Эпатажный тип в лакированных туфлях и блестящей рубашке вывалился из маршрутки, как будто его везли не на концерт, а на работу, на фабрику. За ним вылезла бабушка с сеткой лука, мужик с клеткой, в которой орала курица, и какой-то пацан с мешком не пойми чего. Все разбрелись по разным сторонам, а наш артист, покрутив головой, направился к ДК.
Вообще, конечно, звезд из аэропорта забирают, а этот к народу близко, раз на маршрутке ездит.
Эпатажный держал в руках потёртую папку, из кармана торчала расчёска с обломанными зубьями, а лакированные туфли сразу же утонули в снежной каше. На такую «звезду» даже воробьи не повернули бы голову.
Я стоял на крыльце облезлого клуба, где ещё с советских времён присохла вывеска «… имени XXII съезда КПСС», давно уже покорёженная и с выцветшими буквами.
Оглядел будущего «всенародного любимца» с ног до головы. Лицо у него было как у человека, которого всю жизнь отправляют «не туда» — то в профтехучилище, то на картошку, то на стройку народного хозяйства.

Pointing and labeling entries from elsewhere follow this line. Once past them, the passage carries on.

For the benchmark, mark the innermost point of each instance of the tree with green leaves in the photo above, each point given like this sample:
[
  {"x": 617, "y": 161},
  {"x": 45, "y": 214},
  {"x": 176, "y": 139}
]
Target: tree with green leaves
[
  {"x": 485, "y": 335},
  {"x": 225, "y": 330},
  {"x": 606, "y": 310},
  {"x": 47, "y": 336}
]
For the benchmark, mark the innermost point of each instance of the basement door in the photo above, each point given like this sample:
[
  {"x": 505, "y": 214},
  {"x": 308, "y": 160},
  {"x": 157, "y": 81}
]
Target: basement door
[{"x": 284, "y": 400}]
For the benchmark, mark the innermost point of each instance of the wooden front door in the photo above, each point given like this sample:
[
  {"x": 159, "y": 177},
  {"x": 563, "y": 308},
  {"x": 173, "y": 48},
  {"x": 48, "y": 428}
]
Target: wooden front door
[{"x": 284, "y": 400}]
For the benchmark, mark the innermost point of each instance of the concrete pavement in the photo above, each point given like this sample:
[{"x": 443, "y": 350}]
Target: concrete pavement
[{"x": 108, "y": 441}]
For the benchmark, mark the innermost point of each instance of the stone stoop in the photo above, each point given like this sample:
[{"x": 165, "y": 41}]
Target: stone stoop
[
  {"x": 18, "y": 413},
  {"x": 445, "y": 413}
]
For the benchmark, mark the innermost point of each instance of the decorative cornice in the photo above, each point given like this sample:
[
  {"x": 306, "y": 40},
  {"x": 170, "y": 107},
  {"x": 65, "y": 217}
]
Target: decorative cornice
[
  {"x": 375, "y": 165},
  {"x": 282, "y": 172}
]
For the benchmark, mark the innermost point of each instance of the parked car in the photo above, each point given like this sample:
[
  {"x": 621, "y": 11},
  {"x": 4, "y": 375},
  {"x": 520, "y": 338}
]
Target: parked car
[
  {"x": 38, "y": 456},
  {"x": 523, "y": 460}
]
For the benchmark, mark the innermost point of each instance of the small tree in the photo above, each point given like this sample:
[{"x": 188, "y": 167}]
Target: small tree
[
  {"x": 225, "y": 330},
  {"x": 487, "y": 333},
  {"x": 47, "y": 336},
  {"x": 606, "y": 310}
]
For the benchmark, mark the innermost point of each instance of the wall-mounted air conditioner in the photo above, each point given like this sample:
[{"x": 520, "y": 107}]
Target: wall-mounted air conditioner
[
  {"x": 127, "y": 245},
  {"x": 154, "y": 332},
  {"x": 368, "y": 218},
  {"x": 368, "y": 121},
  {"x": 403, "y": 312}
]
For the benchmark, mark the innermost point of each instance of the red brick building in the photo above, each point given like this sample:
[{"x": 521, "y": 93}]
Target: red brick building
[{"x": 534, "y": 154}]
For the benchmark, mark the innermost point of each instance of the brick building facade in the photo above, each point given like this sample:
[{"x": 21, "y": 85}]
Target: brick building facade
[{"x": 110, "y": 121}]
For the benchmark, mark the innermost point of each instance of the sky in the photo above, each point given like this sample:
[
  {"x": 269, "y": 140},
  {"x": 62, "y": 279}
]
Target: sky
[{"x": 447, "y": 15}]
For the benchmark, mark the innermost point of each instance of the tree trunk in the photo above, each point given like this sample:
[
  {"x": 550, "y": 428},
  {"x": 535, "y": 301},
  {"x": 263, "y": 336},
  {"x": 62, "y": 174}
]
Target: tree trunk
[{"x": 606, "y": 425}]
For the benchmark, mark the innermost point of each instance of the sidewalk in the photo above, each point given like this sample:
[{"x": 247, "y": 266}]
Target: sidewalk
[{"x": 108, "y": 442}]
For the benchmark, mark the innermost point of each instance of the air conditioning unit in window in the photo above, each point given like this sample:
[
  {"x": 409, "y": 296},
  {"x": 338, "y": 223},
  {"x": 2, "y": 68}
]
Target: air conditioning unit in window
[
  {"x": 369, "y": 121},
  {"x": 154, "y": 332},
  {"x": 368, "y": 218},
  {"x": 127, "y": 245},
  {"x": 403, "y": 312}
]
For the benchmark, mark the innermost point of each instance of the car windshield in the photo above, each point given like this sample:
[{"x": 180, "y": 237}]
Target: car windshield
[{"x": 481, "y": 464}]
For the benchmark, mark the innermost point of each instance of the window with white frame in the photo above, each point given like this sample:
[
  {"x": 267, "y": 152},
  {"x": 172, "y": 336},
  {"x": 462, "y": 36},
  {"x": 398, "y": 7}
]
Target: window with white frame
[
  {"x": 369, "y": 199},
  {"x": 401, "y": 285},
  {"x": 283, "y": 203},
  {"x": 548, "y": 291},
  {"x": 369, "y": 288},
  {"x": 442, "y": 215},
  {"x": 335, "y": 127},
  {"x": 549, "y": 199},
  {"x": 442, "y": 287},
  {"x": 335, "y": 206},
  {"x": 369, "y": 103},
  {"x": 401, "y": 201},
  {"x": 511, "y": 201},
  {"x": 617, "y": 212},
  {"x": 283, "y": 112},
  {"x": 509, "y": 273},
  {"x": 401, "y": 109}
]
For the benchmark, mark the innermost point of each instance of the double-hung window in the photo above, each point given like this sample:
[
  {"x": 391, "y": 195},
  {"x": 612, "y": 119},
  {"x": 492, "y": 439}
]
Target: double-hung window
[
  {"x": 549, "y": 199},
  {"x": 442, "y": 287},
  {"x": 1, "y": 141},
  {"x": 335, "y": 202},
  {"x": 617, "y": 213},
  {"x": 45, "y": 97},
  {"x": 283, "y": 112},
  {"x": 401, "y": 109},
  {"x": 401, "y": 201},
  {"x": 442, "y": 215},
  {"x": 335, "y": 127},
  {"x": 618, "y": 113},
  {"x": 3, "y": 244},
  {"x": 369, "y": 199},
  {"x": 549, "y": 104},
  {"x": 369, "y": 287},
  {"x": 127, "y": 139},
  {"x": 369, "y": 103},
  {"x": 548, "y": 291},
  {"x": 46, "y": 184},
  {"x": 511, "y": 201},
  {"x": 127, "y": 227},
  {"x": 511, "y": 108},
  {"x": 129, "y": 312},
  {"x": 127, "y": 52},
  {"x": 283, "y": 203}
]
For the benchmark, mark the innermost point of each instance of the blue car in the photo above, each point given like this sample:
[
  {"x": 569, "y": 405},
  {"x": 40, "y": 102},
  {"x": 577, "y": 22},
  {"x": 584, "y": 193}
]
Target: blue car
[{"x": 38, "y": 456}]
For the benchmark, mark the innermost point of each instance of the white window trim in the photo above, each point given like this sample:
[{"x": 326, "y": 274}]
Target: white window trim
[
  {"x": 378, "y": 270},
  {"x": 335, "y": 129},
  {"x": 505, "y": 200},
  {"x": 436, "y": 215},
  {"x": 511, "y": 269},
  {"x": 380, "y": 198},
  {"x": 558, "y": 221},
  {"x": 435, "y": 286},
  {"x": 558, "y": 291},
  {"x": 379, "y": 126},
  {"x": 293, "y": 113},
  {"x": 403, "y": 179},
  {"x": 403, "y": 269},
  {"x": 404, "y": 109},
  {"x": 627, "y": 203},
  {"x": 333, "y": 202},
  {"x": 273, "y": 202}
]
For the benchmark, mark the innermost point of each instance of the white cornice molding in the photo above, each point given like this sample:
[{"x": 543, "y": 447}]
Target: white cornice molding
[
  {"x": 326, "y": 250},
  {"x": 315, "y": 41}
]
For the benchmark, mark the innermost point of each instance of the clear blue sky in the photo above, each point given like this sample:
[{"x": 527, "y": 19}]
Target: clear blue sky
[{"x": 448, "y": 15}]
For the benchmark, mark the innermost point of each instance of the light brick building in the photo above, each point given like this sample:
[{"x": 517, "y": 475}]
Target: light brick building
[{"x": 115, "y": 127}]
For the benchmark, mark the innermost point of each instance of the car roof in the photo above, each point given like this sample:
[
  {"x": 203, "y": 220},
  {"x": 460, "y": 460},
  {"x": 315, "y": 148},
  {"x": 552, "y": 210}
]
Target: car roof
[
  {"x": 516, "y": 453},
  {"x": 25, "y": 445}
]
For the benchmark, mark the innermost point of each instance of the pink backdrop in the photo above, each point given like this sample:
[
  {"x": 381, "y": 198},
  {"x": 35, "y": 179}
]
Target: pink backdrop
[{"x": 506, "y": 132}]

Я поднял руку, чтобы этот товарищ меня заметил и вышел ему навстречу.
— Добро пожаловать в культурную столицу нашего района, в славный город Белый яр, — сказал я с такой улыбкой, с какой в советских фильмах комсорги встречали молодых передовиков с полей.
Он дёрнулся, состроил что-то похожее на улыбку, но глазки его почему-то запрыгали, как шальная пуля в ржавой бочке.
— Да, да… здравствуйте… — голосок у Кая тонкий, но прокуренный, что у шкодливого двоечника.
Не так я себе представлял Кая. Пусть даже Метова. Ладонь тянет нерешительно —, но я не протягиваю руку в ответ.
— Документы есть?
— Что?
— Вы же, гражданин Метов? Документы предъявите, плиз. У нас ведь как заведено? Без бумажки ты — подозреваемый, а с бумажкой — уважаемый. Кхе-кхе…
Слово «подозреваемый» его явно напрягло. Неправильный Кай Метов, он поет неправильные песни. Эпатажный заморгал, полез в папку, выудил какую-то бумажку с размытым штампом, где печать напоминала пятно от селёдки, а подпись можно было прочитать только при сильном желании и с помощью лупы.
— Это что? — я кивнул на бумажку.
— Это моя… гастрольная… По линии культурного фонда… через область… — проблеяла федеральная звезда.
Угу… кто бы сомневался. Хотя у нынешней звезды девяностых тоже не особо дела в гору идут. Даже анекдот в ходу: «Привет, Олимпийский!» — крикнул Кай Метов, проезжая мимо на велосипеде.
— Сам-то кто? На самом деле, — ткнул я его настойчивым взглядом.
— Я… артист эстрады…
— Фамилия.
— Метов… — он закашлялся, — Ну в смысле Кай Метов.
— Настоящий?
Он вылупился на меня, будто не понимает куда я клоню.
— Ну, как бы… — глаза мужика метнулись в сторону, где Павел Аристархович с каменным лицом пытался не разулыбаться.
— Ключевое слово «как бы», — кивнул я.
Сам же директор ДК мял шапку, как нашкодивший первоклассник. Я мысленно отметил: вот он, один из тех, кто в курсе, что тут на самом деле происходит.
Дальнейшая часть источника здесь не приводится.